Hoy la vida es branding —sí, gestión de marca, porque al parecer vivir ya no basta si no llevas logo y tipografía corporativa—. O lo construyes o mueres en el anonimato. Cuando escucho hablar a los más jóvenes me siento fuera de lugar: ya no se liga en cafeterías, ahora se hace match —léase: te aprueban como si fueras un producto en Tinder—. Ya no se viaja, se "genera contenido". Ya no se vive, se "posiciona" (como si fueras una web de Google). Todo tiene un precio, una estética, una estrategia. ¿La espontaneidad? Enterrada. ¿La imperfección? Borrada. ¿La verdad? Solo si lleva un buen filtro. Y díganme: ¿no es angustioso tener que vivir así?
Ahora hay talleres para todo: cursos para vender tu talento, apps que miden tu felicidad y hasta tus biorritmos, expertos en personal branding —o sea, en enseñarte cómo ser tú mismo, pero más comercializable—. En resumen: ser un cliché rentable de lo que otros esperan, no lo que realmente eres. No sorprende que, en la intimidad, las decepciones sean monumentales.
Nos han hecho creer que la autenticidad debe atravesar un funnel de ventas —ese embudo en el que entras como persona y sales como cliente—. Incluso el duelo se convierte en storytelling: contar tu tragedia con música de piano triste para que "genere emociones". Y si no tienes logo, biografía clara y engagement —es decir, que tus seguidores hagan clic en algo—, directamente no existes.
Y aquí estoy yo, que parezco no existir o mejor la viva estampa del siglo pasado. He estado días leyendo sobre todo esto y, a mis años, sigo sin entender nada, todo me hace sentir que es una cortina de humo. Solo quiero que mis hijos vivan una vida que no necesite marketing para ser valiosa. Que un abrazo sea el mejor retorno de inversión. Que la alegría no tenga precio y que el dolor no sea material promocional.
Quiero volver al tiempo en que la vida era real. Cuando las historias eran cuentos de abuelos y no Stories de Instagram. Cuando el valor estaba en el gesto, no en el feed (esa vitrina infinita que dicta tu importancia). Cuando un tomate del huerto valía más que mil seguidores.
Porque de mayores queríamos ser felices. Y nos acabaron vendiendo que, sin campaña detrás, esa felicidad no valía nada. Pero algunos todavía no pasamos por caja. Seguimos viviendo a pulmón, sin filtros, con alma.
Aunque no dé beneficios. Aunque, como escritora, estoy agotada: agotada de que la autenticidad se convierta en producto, de que un abrazo necesite traducirse en retorno de inversión, de que la ternura se contabilice como engagement. Cansa que la vida sea un funnel y el duelo un storytelling con piano de fondo. Cansa que hasta las lágrimas pidan un logo y un hashtag para ser visibles.

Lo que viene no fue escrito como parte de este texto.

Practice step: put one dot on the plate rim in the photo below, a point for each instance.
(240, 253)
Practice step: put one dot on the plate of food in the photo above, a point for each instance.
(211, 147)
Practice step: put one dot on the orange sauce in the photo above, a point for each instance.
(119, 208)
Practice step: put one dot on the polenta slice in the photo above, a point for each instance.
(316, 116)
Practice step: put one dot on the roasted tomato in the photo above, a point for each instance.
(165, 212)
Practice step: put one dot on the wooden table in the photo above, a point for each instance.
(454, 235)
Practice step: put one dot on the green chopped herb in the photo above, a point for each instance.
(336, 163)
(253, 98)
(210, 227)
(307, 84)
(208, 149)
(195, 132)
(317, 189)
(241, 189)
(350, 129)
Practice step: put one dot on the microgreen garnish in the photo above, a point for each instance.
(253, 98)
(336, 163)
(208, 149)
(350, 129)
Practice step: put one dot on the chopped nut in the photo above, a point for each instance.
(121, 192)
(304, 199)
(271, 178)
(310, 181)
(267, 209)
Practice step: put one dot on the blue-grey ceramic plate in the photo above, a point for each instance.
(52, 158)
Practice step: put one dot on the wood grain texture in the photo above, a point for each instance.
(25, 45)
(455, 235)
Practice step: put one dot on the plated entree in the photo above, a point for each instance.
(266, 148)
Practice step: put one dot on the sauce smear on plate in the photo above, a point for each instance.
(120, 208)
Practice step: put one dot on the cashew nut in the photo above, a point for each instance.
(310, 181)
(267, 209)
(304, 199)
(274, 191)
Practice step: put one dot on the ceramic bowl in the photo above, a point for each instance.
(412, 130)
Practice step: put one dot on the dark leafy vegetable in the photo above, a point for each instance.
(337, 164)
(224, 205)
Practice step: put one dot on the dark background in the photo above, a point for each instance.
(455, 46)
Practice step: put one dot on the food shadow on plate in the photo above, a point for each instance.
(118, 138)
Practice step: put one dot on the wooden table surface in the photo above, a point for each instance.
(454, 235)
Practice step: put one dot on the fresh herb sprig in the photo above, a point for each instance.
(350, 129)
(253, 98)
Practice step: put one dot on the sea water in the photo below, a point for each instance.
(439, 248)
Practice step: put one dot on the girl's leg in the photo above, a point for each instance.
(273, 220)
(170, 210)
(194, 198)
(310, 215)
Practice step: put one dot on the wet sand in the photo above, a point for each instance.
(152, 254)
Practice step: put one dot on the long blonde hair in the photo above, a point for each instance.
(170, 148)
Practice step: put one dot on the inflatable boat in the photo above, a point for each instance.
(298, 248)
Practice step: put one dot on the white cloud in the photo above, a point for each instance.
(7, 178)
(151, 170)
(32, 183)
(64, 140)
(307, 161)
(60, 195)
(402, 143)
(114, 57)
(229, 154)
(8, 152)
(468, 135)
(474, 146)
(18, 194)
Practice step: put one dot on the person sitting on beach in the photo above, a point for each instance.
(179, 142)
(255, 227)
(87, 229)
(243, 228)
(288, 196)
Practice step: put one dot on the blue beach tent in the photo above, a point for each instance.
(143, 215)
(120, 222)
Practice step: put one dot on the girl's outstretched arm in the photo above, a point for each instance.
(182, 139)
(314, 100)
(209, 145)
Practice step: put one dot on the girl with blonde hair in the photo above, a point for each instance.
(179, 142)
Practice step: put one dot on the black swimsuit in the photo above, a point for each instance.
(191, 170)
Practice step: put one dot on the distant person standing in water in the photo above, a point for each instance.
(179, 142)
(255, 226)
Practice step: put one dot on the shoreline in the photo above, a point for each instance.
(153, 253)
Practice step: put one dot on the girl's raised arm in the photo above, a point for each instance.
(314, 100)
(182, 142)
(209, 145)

Yo quiero ser la mujer que ríe hasta romperse, sin miedo a pixelarse. La que escribe sin mirar el alcance ni los clics. La que ama sin KPI —esas siglas que reducen la vida a "indicadores clave de rendimiento"—. La que publica si le nace… y si no, que el silencio también tenga valor.
Porque mi vida no es content. Es carne, es piel, es contradicción. Y, aunque no salga en tendencia, prefiero seguir siendo humana.